I don’t know what will motivate me to start working hard again but I’m just not in the mood for everything and that includes coming on time for my office job. I was one-hour late every single day for the entire month of September and certainly, a memorandum awaits me come first week of October. Either a written reprimand or a two-week suspension from the HR. Funny is that I’m not worried. Not at all.
My friend told me I should be thankful the big bosses are not firing me yet because if I were working in their company, I would have been kicked out from my job a long time ago. Or they would have humiliated me in public like maybe shout at me in front of my officemates? Okay. I don’t feel anything about them not terminating me but I do feel blessed that my boss never yelled at me for being tardy.
We talked about it a couple of times already, casually. But I don’t want to elaborate on that. I just want to establish the fact that she, as my immediate superior, already did her part by encouraging me to come on time because higher merit increase will be given to me if I’d improve on that aspect. Sadly, I do not intend to properly behave soon. I must be giving everybody the impression that I’m a conceited person. Or stubborn. Whichever.
It’s not. Of course I have a very high respect for my boss and I do want to show her that I’m seriously taking her advice. But it’s not about her. You see, it’s about me. It’s about me just being irresponsible and care-free. It’s my fault. Only mine. I wish I could tender my resignation on Monday but I still need this job which is hurting my pride even more. Have you ever experienced something as painful as this?
For me this is the ultimate torture: to stay in a job even if I am no longer happy. Again, this is not their fault but mine and nobody else’s. They’d been generally nice to me and so far, I would say that I didn’t do anything bad to them too. So, quits. Hehe.
Why am I discontented? Well, because this job will never enable me to afford the lifestyle I so want. I want to travel and visit places and as a regular wager, that dream is close to impossible unless I won a jackpot prize in lotto. Or, if I made it big in freelancing.
Blah blah blah.
I made a promise to myself not to write too personal things in my blogs but hell, nobody’s really reading my journals so I should be safe. Speaking of freelancing, I am utterly discouraged with this whole freelance writing thing. I swear I wouldn’t write anything for the month of October. I need a rest. They want a robot or a machine, not a human.
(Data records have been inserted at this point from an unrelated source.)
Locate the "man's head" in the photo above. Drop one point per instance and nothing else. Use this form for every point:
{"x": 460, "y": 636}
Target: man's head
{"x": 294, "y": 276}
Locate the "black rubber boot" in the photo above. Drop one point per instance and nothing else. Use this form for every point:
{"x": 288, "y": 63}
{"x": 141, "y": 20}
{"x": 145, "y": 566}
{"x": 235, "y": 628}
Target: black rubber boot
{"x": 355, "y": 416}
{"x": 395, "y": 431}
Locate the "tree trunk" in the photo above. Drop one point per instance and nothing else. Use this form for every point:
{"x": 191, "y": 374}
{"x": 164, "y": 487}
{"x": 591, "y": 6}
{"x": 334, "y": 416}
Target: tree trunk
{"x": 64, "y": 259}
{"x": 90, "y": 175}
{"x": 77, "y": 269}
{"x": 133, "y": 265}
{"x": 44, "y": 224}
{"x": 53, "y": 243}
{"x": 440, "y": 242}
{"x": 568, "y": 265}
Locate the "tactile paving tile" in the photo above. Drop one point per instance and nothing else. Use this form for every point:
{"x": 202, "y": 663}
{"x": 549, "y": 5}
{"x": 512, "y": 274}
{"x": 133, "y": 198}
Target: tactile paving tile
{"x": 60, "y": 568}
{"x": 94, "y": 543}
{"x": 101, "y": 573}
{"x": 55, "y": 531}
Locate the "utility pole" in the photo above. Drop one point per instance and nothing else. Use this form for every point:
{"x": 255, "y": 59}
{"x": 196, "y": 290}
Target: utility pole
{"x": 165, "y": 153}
Truth is, I feel so small for writing this post. I hope my bosses will never have the chance to read this. I’m using a pen name but they might have a hint that it’s me so I’m a bit paranoid. I wouldn’t have the courage to face them again forever in case they’d read this crap. This is crazy. I don’t even know why I’m sharing this. Perhaps for therapy. I wish I could talk to someone about my thoughts but I already know what they’re going to tell me so never mind. That is “it’s your fault.” LOL
Yeah. Everything. Is. Simply. My. Fault.